From this we are able to see that the resistors are in parallel and series. By reiterating this instance we will find that the final output resistance is 10k.
2R||2R = R
To first start designing my 10-bit DAC I made a schematic of single bit within a DAC that functions like a voltage divider.
I then created a symbol so that I could more easily incorporate this into the bigger schematic.
From here I created a new schematic and used the created symbol to get a 10-bit DAC. I then added the pins B[9:0] to the input pins of each bit and added a 10k resistor and gnd to the bottom of the DAC to achieve the example design of a 5-bit DAC shown in the prelab.
From here I created another symbol that would be easier to incorporate into the bigger schematic.
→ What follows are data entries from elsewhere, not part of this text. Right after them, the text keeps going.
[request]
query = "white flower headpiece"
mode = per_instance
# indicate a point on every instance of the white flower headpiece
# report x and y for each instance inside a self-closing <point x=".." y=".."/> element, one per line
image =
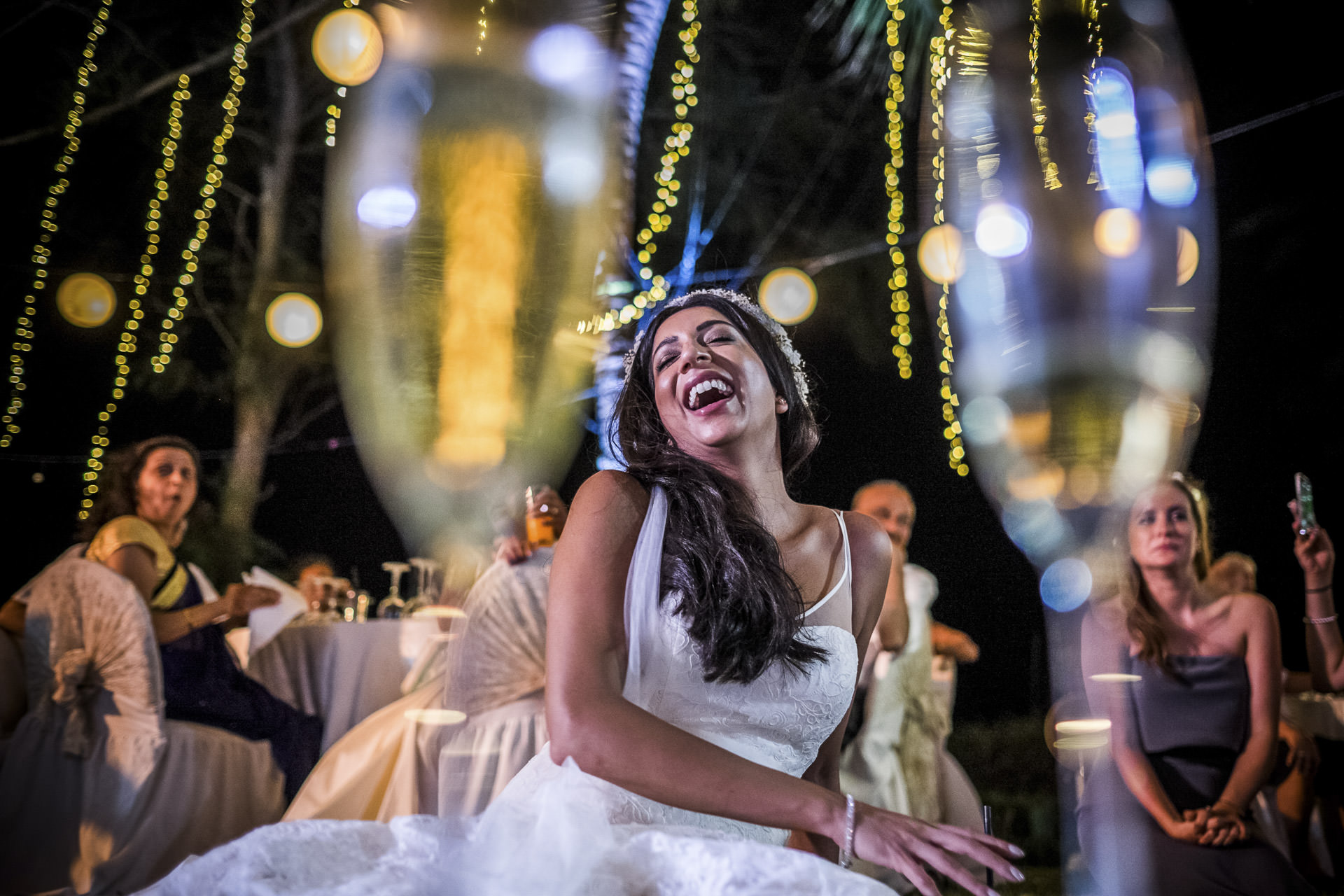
<point x="773" y="327"/>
With this symbol created I was able to connect my DAC that I designed to the ideal ADC for simulation. The simulation results closely match the ideal simulated DAC. To achieve this I needed to force the simulation to converge as well as change Vdd to 4.99V.
Next I wanted to find the delay the DAC has driving a 10 pF load. To do this I grounded all bits except for B9 and created a pulse source that went from 0V to 5V. To calculate the delay we use the equation 0.7RC.
0.7(10k)(10p) = 70ns
To verify that my design was working correctly I ran simulations with my DAC driving a load. First was a 10kohm resistor this caused the output to be halved as it became a voltage divider.
I then simulated my DAC driving a 10pF capacitor. This showed a delay in Vout and also smoothed and decreased the output.
The last load was both the resistor and capacitor in parallel. This further decreased the output and also smoothed and delayed Vout.
In a real circuit the switches seen in Figure 30.14 are implented with MOSFETs. If the resistance of those switches isn't small compared to R the output resistance would be much higher and would lower Vout. This is due to the switches being in series with the DAC resulting in a higher resistance.
As always at the end of this lab I backed up my work by compiling everything into a .zip file and emailing it to myself.